Clevenger cogió la bolsa. La nota estaba salpicada de sangre, pero se podía leer.
Mi amor:
No puedo seguir. Entre que me quedo dormida por las noches y me deja el sueño por las mañanas, son escasos los momentos en que me siento viva, antes de despertar del todo a lo que se ha convertido mi vida. Imagina tener sólo esos pocos instantes de felicidad en todo un día y una noche, las ilusiones de libertad más dulces y fugaces, y puede que comprendas e incluso perdones lo que he hecho.
Recuerdo cada uno de nuestros besos, cada caricia. Cuando entrabas en mí, yo entraba en ti. Huía de mi dolor y lo dejaba atrás. Sola no puedo afrontarlo.
Me equivoqué al confiarte mi felicidad. Tu vida es tuya. Pero la idea de que me dejes ensombrece mi horizonte de un modo tan absoluto que no veo ningún futuro, ni deseo realizar ningún paso más hacia él.
Por favor, perdónamelo todo.
Para siempre,
Grace
– El marido dice que habían hablado de separarse -dijo Coady-. Él había ido a ver a un abogado.
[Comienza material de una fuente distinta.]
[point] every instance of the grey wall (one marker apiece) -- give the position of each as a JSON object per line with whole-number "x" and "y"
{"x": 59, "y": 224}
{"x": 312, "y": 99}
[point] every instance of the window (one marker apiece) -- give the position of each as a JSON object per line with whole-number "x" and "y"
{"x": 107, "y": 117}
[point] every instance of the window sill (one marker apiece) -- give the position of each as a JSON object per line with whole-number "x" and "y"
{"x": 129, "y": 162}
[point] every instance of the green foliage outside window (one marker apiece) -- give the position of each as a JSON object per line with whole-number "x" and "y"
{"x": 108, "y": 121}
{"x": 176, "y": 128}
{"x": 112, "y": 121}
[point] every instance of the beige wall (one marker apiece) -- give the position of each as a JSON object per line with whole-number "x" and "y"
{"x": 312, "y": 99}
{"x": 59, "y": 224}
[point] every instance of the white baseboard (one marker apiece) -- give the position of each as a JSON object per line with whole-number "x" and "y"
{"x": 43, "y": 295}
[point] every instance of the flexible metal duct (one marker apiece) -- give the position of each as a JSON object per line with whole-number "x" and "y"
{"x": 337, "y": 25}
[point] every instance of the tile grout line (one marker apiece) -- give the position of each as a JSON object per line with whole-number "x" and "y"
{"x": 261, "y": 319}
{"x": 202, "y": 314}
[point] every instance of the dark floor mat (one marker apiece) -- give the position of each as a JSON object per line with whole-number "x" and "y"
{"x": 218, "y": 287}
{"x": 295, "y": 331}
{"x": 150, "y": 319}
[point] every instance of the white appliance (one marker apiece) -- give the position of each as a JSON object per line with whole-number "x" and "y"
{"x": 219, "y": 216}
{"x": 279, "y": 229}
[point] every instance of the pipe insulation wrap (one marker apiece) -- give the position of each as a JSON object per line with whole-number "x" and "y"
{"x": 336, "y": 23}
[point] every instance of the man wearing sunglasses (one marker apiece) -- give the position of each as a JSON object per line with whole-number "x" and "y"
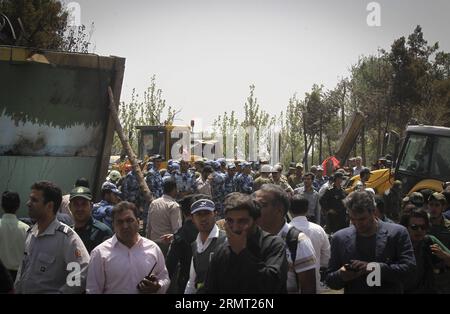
{"x": 433, "y": 257}
{"x": 370, "y": 256}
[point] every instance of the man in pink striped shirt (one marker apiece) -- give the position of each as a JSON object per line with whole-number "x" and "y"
{"x": 127, "y": 263}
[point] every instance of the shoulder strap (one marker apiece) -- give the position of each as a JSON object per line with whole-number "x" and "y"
{"x": 65, "y": 229}
{"x": 292, "y": 241}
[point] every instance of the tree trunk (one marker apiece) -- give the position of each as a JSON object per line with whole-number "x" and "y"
{"x": 343, "y": 109}
{"x": 330, "y": 153}
{"x": 379, "y": 140}
{"x": 305, "y": 137}
{"x": 131, "y": 156}
{"x": 320, "y": 138}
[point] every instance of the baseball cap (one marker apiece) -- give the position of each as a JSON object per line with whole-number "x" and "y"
{"x": 438, "y": 197}
{"x": 202, "y": 204}
{"x": 114, "y": 175}
{"x": 364, "y": 170}
{"x": 277, "y": 168}
{"x": 266, "y": 169}
{"x": 108, "y": 186}
{"x": 417, "y": 199}
{"x": 156, "y": 157}
{"x": 81, "y": 191}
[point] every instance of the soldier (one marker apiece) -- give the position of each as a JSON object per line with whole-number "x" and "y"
{"x": 229, "y": 182}
{"x": 265, "y": 171}
{"x": 296, "y": 179}
{"x": 244, "y": 182}
{"x": 154, "y": 178}
{"x": 198, "y": 165}
{"x": 131, "y": 190}
{"x": 102, "y": 210}
{"x": 217, "y": 181}
{"x": 172, "y": 168}
{"x": 185, "y": 180}
{"x": 364, "y": 177}
{"x": 332, "y": 205}
{"x": 91, "y": 231}
{"x": 55, "y": 258}
{"x": 114, "y": 177}
{"x": 203, "y": 182}
{"x": 320, "y": 179}
{"x": 223, "y": 165}
{"x": 278, "y": 180}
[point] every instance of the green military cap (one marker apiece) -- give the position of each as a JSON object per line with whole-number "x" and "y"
{"x": 81, "y": 191}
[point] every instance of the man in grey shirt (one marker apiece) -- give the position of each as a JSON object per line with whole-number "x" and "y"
{"x": 55, "y": 258}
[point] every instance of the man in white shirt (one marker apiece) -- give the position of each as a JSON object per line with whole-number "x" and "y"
{"x": 318, "y": 236}
{"x": 308, "y": 192}
{"x": 274, "y": 202}
{"x": 164, "y": 216}
{"x": 208, "y": 239}
{"x": 13, "y": 233}
{"x": 127, "y": 263}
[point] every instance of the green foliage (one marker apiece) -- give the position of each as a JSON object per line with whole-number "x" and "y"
{"x": 408, "y": 84}
{"x": 149, "y": 111}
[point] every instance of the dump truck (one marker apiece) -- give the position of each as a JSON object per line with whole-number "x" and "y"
{"x": 54, "y": 119}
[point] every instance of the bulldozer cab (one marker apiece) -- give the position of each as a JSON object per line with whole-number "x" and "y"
{"x": 424, "y": 160}
{"x": 159, "y": 140}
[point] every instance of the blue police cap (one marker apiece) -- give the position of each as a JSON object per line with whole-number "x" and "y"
{"x": 202, "y": 204}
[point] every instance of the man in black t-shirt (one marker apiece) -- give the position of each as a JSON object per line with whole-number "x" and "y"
{"x": 370, "y": 256}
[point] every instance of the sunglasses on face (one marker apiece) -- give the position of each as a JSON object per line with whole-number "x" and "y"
{"x": 417, "y": 227}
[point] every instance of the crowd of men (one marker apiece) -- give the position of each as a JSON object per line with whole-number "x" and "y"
{"x": 226, "y": 227}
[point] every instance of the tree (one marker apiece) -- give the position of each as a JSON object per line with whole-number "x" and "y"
{"x": 147, "y": 112}
{"x": 293, "y": 126}
{"x": 255, "y": 118}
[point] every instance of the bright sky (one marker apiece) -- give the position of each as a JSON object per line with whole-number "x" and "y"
{"x": 206, "y": 53}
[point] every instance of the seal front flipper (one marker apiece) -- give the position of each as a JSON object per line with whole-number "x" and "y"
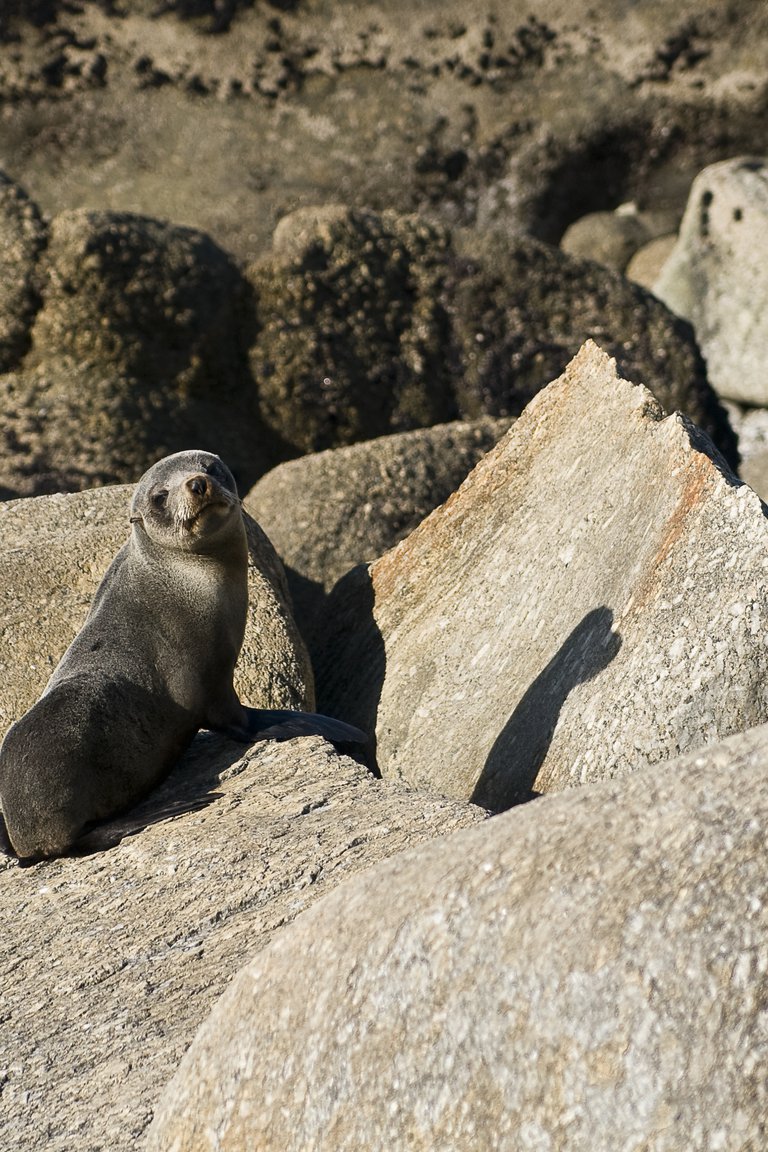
{"x": 282, "y": 724}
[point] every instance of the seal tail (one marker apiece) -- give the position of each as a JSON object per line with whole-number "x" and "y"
{"x": 282, "y": 724}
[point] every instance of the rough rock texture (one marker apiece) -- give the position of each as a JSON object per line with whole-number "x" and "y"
{"x": 350, "y": 327}
{"x": 717, "y": 275}
{"x": 109, "y": 962}
{"x": 331, "y": 510}
{"x": 147, "y": 339}
{"x": 138, "y": 348}
{"x": 22, "y": 237}
{"x": 752, "y": 424}
{"x": 608, "y": 237}
{"x": 506, "y": 118}
{"x": 593, "y": 598}
{"x": 523, "y": 309}
{"x": 647, "y": 263}
{"x": 585, "y": 972}
{"x": 53, "y": 553}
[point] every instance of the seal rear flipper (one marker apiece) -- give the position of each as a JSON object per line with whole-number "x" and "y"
{"x": 282, "y": 724}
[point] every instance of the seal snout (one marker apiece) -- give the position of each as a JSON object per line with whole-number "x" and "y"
{"x": 198, "y": 485}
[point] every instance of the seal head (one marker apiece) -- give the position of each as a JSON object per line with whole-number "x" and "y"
{"x": 152, "y": 664}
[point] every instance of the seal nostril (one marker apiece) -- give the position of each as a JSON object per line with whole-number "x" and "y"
{"x": 198, "y": 485}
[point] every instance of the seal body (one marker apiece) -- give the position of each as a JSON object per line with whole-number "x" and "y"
{"x": 152, "y": 664}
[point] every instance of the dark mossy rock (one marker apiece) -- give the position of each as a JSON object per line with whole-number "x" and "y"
{"x": 351, "y": 327}
{"x": 23, "y": 236}
{"x": 522, "y": 309}
{"x": 138, "y": 350}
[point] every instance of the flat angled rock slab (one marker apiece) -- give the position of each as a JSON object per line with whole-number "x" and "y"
{"x": 584, "y": 972}
{"x": 109, "y": 962}
{"x": 592, "y": 599}
{"x": 53, "y": 554}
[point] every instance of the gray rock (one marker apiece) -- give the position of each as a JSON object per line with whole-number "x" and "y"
{"x": 137, "y": 350}
{"x": 593, "y": 598}
{"x": 717, "y": 275}
{"x": 53, "y": 553}
{"x": 585, "y": 972}
{"x": 111, "y": 961}
{"x": 350, "y": 327}
{"x": 22, "y": 239}
{"x": 331, "y": 510}
{"x": 751, "y": 425}
{"x": 523, "y": 309}
{"x": 647, "y": 263}
{"x": 608, "y": 237}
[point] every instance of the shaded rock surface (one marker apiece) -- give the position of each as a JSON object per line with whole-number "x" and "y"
{"x": 351, "y": 330}
{"x": 109, "y": 962}
{"x": 146, "y": 338}
{"x": 591, "y": 599}
{"x": 587, "y": 971}
{"x": 137, "y": 350}
{"x": 608, "y": 237}
{"x": 647, "y": 263}
{"x": 509, "y": 116}
{"x": 53, "y": 553}
{"x": 23, "y": 235}
{"x": 717, "y": 275}
{"x": 331, "y": 510}
{"x": 523, "y": 309}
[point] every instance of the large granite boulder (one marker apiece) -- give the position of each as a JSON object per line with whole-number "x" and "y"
{"x": 53, "y": 553}
{"x": 591, "y": 599}
{"x": 111, "y": 961}
{"x": 717, "y": 275}
{"x": 587, "y": 971}
{"x": 331, "y": 510}
{"x": 523, "y": 309}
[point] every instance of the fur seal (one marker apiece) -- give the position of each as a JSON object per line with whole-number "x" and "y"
{"x": 152, "y": 664}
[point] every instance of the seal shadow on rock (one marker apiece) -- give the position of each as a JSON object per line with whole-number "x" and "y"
{"x": 521, "y": 748}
Clevenger le devolvió la bolsa.
– ¿Hay algún sitio donde podamos hablar?
– Sígueme.
Clevenger siguió a Coady por otro sendero de plástico hasta el baño. Las paredes eran de espejo. Dondequiera que se volviera, Clevenger se veía cubierto con la sangre expulsada por las carótidas de Baxter. Le entró un sudor frío.
Coady utilizó su mano enguantada para cerrar la puerta.